In China wächst der Unmut über die Corona-Maßnahmen
32 neue Corona-Fälle registrierte das 1,4-Milliarden-Land China am Dienstag, im kleinen Österreich waren es mehr als 10.000 Neuinfektionen. Während Europa gegen die vierte und bisher heftigste Welle der Pandemie kämpft, scheint sie in der Volksrepublik längst besiegt. Peking ist stolz auf den Erfolg seiner Null-Covid-Strategie. Doch der Preis für die geringen Infektionsraten ist hoch, in der Bevölkerung wächst der Unmut über die drakonischen Maßnahmen.

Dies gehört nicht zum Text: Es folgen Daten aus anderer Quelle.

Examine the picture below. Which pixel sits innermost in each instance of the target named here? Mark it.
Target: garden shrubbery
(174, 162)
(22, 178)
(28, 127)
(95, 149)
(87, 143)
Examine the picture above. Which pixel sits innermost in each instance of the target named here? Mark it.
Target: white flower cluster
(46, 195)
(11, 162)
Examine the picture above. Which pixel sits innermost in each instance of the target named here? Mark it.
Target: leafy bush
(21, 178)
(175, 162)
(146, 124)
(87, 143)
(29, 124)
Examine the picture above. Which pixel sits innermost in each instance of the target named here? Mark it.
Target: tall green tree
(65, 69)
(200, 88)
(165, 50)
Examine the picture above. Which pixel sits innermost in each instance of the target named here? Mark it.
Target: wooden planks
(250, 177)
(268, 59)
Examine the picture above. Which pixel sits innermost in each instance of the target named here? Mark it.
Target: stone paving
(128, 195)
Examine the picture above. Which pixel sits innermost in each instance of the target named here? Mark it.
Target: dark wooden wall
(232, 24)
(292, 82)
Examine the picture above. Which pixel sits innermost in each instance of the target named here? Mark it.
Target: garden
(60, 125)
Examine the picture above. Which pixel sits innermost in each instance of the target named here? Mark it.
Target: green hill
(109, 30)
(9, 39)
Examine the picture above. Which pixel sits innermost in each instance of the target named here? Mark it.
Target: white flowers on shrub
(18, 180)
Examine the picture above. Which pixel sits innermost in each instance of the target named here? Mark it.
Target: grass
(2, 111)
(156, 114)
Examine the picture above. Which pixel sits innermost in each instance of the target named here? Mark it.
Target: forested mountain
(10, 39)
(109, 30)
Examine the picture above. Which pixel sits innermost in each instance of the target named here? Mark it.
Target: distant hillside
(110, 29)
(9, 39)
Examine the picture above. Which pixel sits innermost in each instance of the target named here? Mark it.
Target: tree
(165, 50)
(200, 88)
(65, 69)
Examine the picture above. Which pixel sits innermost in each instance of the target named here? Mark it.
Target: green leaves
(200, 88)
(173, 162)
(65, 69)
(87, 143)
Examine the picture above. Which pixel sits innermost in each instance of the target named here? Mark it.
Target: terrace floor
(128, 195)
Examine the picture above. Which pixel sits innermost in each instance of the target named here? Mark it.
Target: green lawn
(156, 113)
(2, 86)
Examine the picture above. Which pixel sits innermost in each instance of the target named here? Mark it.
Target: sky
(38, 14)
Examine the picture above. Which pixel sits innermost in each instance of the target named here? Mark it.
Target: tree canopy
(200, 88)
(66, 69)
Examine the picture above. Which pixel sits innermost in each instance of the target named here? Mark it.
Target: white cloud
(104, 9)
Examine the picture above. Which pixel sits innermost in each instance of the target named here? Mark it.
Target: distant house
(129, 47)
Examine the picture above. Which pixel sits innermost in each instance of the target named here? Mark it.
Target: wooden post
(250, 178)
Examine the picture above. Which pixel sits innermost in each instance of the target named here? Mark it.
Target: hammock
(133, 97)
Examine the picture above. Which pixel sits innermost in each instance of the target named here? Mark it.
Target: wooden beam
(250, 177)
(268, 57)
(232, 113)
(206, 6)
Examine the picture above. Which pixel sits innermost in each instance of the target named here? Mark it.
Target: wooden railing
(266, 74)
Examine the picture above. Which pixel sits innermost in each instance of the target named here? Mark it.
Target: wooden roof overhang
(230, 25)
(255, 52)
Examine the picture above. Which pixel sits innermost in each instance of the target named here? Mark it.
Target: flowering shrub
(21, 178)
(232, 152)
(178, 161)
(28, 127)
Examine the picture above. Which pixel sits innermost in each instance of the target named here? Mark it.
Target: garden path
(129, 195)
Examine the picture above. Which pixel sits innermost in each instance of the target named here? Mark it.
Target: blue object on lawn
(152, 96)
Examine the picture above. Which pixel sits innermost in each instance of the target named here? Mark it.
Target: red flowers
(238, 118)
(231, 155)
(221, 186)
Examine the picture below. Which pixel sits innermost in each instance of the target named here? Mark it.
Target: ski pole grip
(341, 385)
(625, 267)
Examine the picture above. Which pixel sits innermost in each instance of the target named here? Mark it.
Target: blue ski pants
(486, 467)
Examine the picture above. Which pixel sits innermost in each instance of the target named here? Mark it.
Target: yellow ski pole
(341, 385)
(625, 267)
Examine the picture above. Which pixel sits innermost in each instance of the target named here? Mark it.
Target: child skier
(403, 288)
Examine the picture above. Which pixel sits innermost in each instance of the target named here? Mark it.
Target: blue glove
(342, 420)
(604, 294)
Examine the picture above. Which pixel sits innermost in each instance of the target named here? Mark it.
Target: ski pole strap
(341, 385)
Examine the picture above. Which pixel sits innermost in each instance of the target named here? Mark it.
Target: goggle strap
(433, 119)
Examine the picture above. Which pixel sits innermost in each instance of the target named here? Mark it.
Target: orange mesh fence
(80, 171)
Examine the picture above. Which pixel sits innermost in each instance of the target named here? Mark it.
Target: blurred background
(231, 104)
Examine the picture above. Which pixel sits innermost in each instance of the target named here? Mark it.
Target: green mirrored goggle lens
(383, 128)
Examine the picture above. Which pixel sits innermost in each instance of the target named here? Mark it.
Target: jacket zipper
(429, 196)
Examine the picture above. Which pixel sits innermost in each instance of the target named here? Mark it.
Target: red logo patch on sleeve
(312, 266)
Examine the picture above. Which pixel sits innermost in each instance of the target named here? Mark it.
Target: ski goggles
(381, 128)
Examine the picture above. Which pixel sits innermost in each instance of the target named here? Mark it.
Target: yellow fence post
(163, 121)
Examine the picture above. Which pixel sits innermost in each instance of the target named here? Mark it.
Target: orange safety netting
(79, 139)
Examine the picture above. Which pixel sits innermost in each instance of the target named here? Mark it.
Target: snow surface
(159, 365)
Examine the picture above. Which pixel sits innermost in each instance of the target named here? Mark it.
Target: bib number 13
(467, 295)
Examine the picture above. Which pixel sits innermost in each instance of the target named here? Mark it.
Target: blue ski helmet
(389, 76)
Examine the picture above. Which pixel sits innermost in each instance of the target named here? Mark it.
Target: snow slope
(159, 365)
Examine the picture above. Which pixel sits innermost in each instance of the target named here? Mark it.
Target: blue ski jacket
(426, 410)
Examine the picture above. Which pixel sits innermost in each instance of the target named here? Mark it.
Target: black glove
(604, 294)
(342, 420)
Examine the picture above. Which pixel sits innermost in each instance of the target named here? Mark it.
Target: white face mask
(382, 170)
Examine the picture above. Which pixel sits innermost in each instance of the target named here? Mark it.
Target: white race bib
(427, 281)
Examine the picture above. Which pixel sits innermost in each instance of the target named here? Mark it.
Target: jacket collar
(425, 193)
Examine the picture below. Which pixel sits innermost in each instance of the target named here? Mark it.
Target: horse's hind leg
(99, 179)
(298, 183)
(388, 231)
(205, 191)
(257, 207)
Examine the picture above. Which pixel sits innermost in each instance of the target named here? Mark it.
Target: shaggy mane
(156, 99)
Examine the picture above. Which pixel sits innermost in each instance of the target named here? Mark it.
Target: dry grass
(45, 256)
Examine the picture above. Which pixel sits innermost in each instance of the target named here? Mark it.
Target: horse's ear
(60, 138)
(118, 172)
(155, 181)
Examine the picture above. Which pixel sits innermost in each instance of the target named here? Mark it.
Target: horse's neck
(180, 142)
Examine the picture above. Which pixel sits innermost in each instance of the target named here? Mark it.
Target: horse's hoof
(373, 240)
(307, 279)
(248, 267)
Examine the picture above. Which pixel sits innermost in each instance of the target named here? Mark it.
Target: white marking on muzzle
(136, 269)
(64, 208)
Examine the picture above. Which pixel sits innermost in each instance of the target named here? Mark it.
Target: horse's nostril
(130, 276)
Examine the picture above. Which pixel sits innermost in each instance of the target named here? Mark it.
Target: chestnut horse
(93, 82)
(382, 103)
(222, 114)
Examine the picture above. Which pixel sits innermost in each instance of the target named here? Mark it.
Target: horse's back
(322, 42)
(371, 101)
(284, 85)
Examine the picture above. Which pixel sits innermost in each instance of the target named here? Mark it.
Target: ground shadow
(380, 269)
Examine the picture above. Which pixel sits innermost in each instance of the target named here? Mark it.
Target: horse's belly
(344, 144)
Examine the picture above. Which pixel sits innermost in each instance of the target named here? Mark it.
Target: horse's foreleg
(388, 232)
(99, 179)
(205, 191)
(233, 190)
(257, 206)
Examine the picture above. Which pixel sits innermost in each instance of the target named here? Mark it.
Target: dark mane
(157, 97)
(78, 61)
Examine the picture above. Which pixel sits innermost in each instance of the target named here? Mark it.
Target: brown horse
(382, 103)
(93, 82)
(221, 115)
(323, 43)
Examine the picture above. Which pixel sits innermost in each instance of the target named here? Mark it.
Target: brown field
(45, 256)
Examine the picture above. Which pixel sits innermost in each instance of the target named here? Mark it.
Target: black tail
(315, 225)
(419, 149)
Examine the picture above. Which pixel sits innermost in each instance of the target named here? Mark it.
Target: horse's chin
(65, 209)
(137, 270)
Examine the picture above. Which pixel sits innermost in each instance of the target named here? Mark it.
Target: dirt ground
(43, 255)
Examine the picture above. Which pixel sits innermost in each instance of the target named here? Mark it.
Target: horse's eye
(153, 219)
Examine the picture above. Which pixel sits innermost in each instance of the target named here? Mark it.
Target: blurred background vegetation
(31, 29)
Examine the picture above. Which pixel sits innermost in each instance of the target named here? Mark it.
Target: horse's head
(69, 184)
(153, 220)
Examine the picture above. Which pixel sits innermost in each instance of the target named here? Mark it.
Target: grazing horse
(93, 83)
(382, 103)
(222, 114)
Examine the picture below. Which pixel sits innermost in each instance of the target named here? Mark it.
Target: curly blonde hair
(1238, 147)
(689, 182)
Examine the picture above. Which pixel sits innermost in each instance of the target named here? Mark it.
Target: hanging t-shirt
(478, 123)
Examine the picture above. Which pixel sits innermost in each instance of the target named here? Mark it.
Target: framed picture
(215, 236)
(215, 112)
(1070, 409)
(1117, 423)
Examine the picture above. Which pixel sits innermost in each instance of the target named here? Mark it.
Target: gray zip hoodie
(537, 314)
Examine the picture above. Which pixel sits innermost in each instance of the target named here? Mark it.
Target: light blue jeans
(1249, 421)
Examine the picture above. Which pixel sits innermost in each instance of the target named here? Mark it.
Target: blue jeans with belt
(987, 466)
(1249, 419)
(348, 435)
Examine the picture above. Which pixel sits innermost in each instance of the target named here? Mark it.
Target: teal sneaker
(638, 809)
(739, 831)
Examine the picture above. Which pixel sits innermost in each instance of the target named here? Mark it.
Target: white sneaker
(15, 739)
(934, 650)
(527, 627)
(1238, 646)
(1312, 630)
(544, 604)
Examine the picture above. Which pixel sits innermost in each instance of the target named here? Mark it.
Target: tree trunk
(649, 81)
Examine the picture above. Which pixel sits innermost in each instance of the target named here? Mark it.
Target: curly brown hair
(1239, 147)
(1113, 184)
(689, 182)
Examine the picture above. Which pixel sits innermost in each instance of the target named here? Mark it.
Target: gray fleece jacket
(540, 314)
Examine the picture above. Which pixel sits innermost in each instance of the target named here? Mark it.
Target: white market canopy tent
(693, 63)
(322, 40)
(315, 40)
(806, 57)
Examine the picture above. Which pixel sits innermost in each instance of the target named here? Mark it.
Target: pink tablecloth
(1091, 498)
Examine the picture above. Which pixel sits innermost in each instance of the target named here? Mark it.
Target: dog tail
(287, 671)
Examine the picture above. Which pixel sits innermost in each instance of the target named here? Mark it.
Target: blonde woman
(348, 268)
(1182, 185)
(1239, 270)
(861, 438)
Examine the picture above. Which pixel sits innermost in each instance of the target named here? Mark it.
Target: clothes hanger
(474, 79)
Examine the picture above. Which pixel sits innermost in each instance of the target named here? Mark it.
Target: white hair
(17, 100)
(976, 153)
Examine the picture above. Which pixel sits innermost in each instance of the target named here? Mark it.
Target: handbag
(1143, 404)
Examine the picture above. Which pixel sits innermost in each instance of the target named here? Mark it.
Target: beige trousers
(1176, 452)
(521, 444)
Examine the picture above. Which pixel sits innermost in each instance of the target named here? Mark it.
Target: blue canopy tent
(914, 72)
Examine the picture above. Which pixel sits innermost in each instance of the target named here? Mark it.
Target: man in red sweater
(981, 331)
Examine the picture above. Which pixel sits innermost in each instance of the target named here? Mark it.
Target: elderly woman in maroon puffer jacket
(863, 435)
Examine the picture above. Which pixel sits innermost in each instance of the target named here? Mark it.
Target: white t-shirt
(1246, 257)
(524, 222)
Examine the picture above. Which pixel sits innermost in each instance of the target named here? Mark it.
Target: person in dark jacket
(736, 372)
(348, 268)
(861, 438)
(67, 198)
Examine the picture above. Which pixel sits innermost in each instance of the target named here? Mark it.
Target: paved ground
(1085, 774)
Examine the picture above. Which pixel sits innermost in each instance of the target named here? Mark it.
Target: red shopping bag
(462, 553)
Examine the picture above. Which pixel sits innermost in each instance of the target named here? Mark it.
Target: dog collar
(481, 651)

Besonders leiden die Menschen in der Stadt Ruili an der Grenze zu Myanmar darunter. Schmuggler und Flüchtlinge schleppen das Virus dort immer wieder ein. Beim geringsten Verdacht einer Infektion wird die Stadt abgeriegelt und alle 210.000 Einwohner werden getestet. Ein Kleinkind dort habe bereits 70 Tests über sich ergehen lassen müssen, berichtet die Lokalzeitung.
Aus Angst vor Quarantäne traut sich kaum mehr ein Tourist nach Ruili. "Wir arbeiten zwar weiter, aber wir kommen gerade so über die Runden", sagt der Schmuckhändler Lin. Aus Angst vor Repressalien will er seinen vollen Namen nicht nennen.
Selbst der frühere Vize-Bürgermeister, Dai Rongli, empört sich über die strenge Pandemie-Politik. Dadurch würde auch noch "das letzte Leben" in der Stadt erstickt, machte er seinem Ärger im Internet Luft. "Nur wer es selbst erlebt, weiß, wie sehr die Menschen leiden", kommentierte eine Einwohnerin den Beitrag.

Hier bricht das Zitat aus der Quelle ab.